Introduce Delays with Exponential Backoff

To prevent a sudden surge of requests (a “retry storm”), that may only worsen a rate-limit violation, introduce carefully controlled delays between retry attempts.

Use Exponential Backoff: Implement an exponential backoff algorithm where the delay between retries increases exponentially with each consecutive failure. This mechanism gradually reduces the request rate, giving Authlete API time to process other requests. We recommend that the first retry waits at least 500 milliseconds, 2nd after 1 second, 3rd after 2 seconds, etc., potentially with a small random jitter to prevent synchronized retries.
Define a Max Retries and Jitter: Set a maximum number of retry attempts, or time spent in retries, and incorporate a randomized “jitter” factor into the delay calculation. Jitter prevents all failed clients from retrying at the exact same moment, which mitigates the risk of a renewed traffic spike.
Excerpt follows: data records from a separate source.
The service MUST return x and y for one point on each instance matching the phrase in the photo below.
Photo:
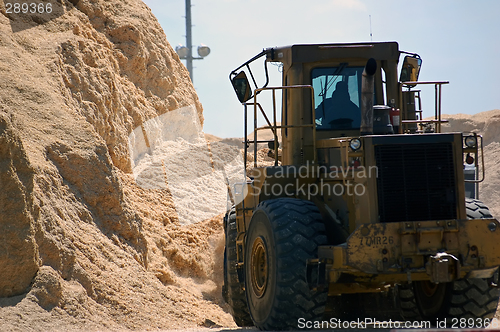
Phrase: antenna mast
(371, 36)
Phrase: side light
(355, 144)
(470, 141)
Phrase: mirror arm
(246, 64)
(415, 55)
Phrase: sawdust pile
(82, 245)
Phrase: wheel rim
(428, 288)
(259, 269)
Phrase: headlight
(471, 141)
(355, 144)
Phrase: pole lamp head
(182, 51)
(203, 50)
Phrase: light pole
(186, 52)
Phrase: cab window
(337, 96)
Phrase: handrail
(274, 126)
(437, 102)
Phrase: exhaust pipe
(367, 89)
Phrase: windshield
(337, 96)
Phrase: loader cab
(335, 73)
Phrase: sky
(458, 41)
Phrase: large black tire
(464, 298)
(282, 235)
(232, 291)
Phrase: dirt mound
(486, 124)
(81, 244)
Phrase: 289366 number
(25, 8)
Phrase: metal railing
(273, 126)
(437, 121)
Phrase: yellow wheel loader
(365, 209)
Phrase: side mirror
(410, 69)
(242, 87)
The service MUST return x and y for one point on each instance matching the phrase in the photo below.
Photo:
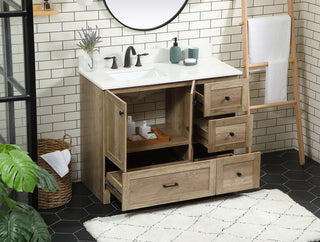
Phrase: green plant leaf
(11, 203)
(37, 227)
(3, 191)
(14, 226)
(46, 181)
(17, 170)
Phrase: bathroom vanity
(205, 118)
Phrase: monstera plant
(19, 221)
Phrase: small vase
(91, 61)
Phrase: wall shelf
(37, 11)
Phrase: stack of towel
(59, 161)
(269, 41)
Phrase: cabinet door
(116, 130)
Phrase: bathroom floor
(279, 170)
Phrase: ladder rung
(263, 64)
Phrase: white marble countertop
(165, 72)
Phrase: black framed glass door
(17, 76)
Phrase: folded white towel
(59, 161)
(276, 81)
(269, 41)
(269, 38)
(66, 155)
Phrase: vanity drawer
(223, 97)
(171, 183)
(240, 172)
(225, 133)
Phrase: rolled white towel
(58, 161)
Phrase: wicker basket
(54, 199)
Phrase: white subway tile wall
(214, 22)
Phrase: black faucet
(127, 60)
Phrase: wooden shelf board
(37, 11)
(175, 140)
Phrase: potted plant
(21, 222)
(89, 39)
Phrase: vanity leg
(106, 197)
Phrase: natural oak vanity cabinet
(205, 122)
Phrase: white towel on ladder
(276, 81)
(269, 41)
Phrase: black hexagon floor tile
(73, 213)
(66, 226)
(315, 191)
(274, 179)
(290, 155)
(58, 237)
(316, 202)
(97, 208)
(301, 196)
(297, 175)
(294, 165)
(298, 185)
(314, 170)
(94, 198)
(314, 180)
(79, 202)
(52, 210)
(84, 235)
(50, 218)
(276, 186)
(79, 188)
(273, 169)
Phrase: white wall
(214, 22)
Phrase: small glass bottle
(45, 5)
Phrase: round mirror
(145, 14)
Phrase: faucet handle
(138, 59)
(114, 62)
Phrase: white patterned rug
(265, 215)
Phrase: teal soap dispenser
(175, 52)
Implement a Circuit Breaker Pattern

Even with exponential backoff and conditional retries, a persistent or high-volume series of transient errors can cause a major service disruption on your application. Continuously attempting failed operations in this scenario can deplete your application resources and exacerbate the load on the Authlete API, leading to self-inflicted outages. When implementing the Circuit Breaker pattern in your application:

Define a Failure Threshold: Configure the circuit breaker to “open” (stop routing requests) when the rate or number of transient errors (e.g., 429 Too Many Requests, 503 Service Unavailable) exceeds a predefined threshold within a short time window.
Implement the Three States (Open, Half-Open, Closed): Closed: Normal operation. Monitor error count. Open: Immediately fail requests without calling the backend. Use a short, fixed time-out (e.g., 60 seconds) before transitioning to Half-Open. Half-Open: Allow a limited number of test requests to pass through to determine if the backend has recovered. If the test requests succeed, return to Closed; otherwise, return to Open.
Use Fast-Fail Fallbacks: When the breaker is Open, provide an immediate and non-retriable fallback response (e.g., serving stale data for endpoints that can use cache) to maintain a degraded but functional user experience without burdening the application or the failing service.
Isolate Resources: Apply circuit breakers at a granular level (e.g., per endpoint or per service dependency) to isolate failures. This can allow you to prioritize some flows critical to your application (e.g. introspection or refresh token exchange) while limiting access to others (e.g. client management)

This approach provides a final layer of defense by quickly halting operations against an unhealthy service, preserving your application’s stability and protecting the overall system from cascading failures.